One of the numerous question marks for the Astros' offense going into 2011 is whether Carlos Lee will rebound to an offensive level closer to his career marks. GM Ed Wade has indicated that he is depending on Lee returning to his former performance. That is one reason that a offhand remark by Dave Cameron in an unrelated fangraphs article attracted my attention.
In a discussion of Alcides Escobar, who was part of the Greinke trade, Cameron pointed to Escobar's weak line drive batting average in 2010 as an indication of bad luck:
The main cause of Escobar’s pitiful 2010 slash line? His .613 batting average on line drives, second worst in baseball among full time players – only Carlos Lee (.612) had a worse outcome on line drives. Of the 93 balls he hit hard enough to be judged liners, he only ended up with 57 hits. The league average is around .725 in most years, and the year-to-year correlation in BA on line drives is a minuscule .015, as the results appear to be mostly random.
Did you see what caught my eye? The mention of Carlos Lee. And I verified that Carlos Lee had the worst batting average (among qualifying players) on line drives in 2010. If Cameron's thesis is true that line drive batting average is relatively random, then this provides us a nice dose of optimism for improved hitting by Carlos in 2011.
As much as I want to be optimistic, Cameron's use of line drive batting average as a random result was new to me. Although it makes some sense, I couldn't recall any other studies which reached that conclusion.
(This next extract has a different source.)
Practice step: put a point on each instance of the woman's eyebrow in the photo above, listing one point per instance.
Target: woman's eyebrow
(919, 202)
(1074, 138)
Also, given that there may be some subjectivity in distinguishing line drives from fly balls, one can imagine the possibility that some players are hitting mostly borderline line drives; and that's not even mentioning the possibility that stringers' bias could affect the classification of line drives and fly balls at various ballparks. Therefore, I decided to undertake a simple test to see if above or below average line drive batting average tends to regress toward the major league mean.
I picked 2007 out of the air, and utilized the 15 highest batting averages on line drives in that year. (Edward Encarnacion was No. 1 with a .859 batting average, and Albert Pujols was No. 15 with a .821 batting average.) All but one of the those 15 hitters had a lower batting average on line drives the next year, 2008. On average, the 15 hitters had a reduction in line drive batting average over 100 points.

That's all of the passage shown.